Tropic Breeze takes all bookings and payments, including by credit card, for our holidays as well as arranges flights, if required. Their holidays are fully bonded and protected, whether booked with flights via ATOL 5615 or for accommodation only holidays with ABTOT 5500, which means that your Tikalanka holiday is safe and secure.
From our side, nothing has changed. I front Tikalanka from the UK, although now as an independent travel consultant through Tropic Breeze, and Pathi delivers our holidays in Sri Lanka with the same team of expert guides.
The Pekoe Trail – Stage 3: Loolecondera to Thawalanthenna
This challenging 17.9-km trail takes around 6 hours from point-to-point and begins at the small bridge over the Ma Oya on the Loolecondera Estate. In the first hour of this stage, you gain 250 metres in elevation and the initial stretch is quite steep. As you progress along the trail you see a colourful Hindu Kovil and the Loolecondera Estate Bungalow below.
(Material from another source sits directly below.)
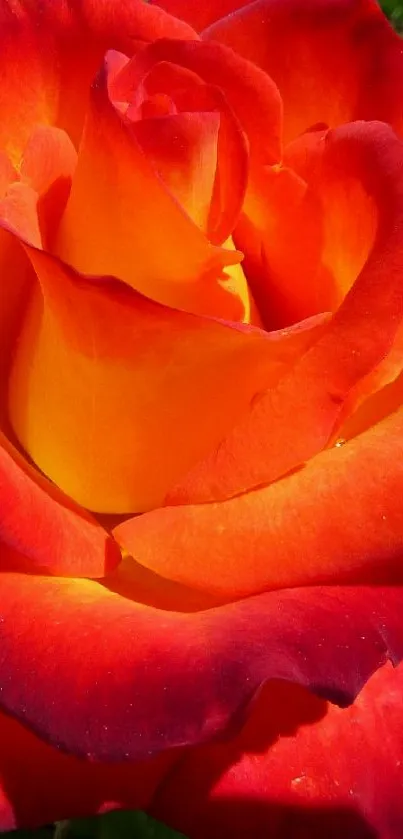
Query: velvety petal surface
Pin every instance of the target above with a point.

The next 3.5 km is a gentle climb on some of the prettiest and most historically significant tea trails in Sri Lanka and, if you feel like, you may take a short side trip down to see the lovely rock pools in the river below. A gentle uphill zig-zag takes you into the upper divisions of the estate, where there are fabulous views of a pine forest and rock formations. The further you climb the more remote it feels.
Leaving the last tea fields of the Loolecondera Estate behind, the trail enters a typical Sri Lankan ‘jungle’. The first 500 metres follows an uphill track onto the old and forgotten Dimbula Road, built by British engineers over 150 years ago to connect Kandy with the valleys beyond so that tea could be planted. This trail was meant for horses and bullock carts but it is now lost in time and completely taken over by the jungle.
At 4.7 km, the trail continues over the pass into the Stellenberg Estate, which looks south across Kotmale and the Rilagala Mountain Range in the distance. On a clear day, you should be able to see Adam’s Peak on the horizon. The next 4.5 km follows reasonably flat estate roads heading south towards the Helbodde Tea Factory.
After 10 km, the tea trail turns onto a very poorly maintained small tarmac road, and at the 10.5 km point leaves the tarmac road and continues straight ahead before beginning to descend, zig-zagging down between a forest and tea fields. The views in front of you are truly magical – the shimmering Kotmale Reservoir lies directly ahead.
Over the next 6 km, the trail loses 500 metres in elevation as you descend to Thawalanthenna. You will see the Ramboda pass and waterfalls ahead and the Gampola-Nuwara Eliya road snaking up the mountain. The end of this section of the trail is the point at which you cross the main road.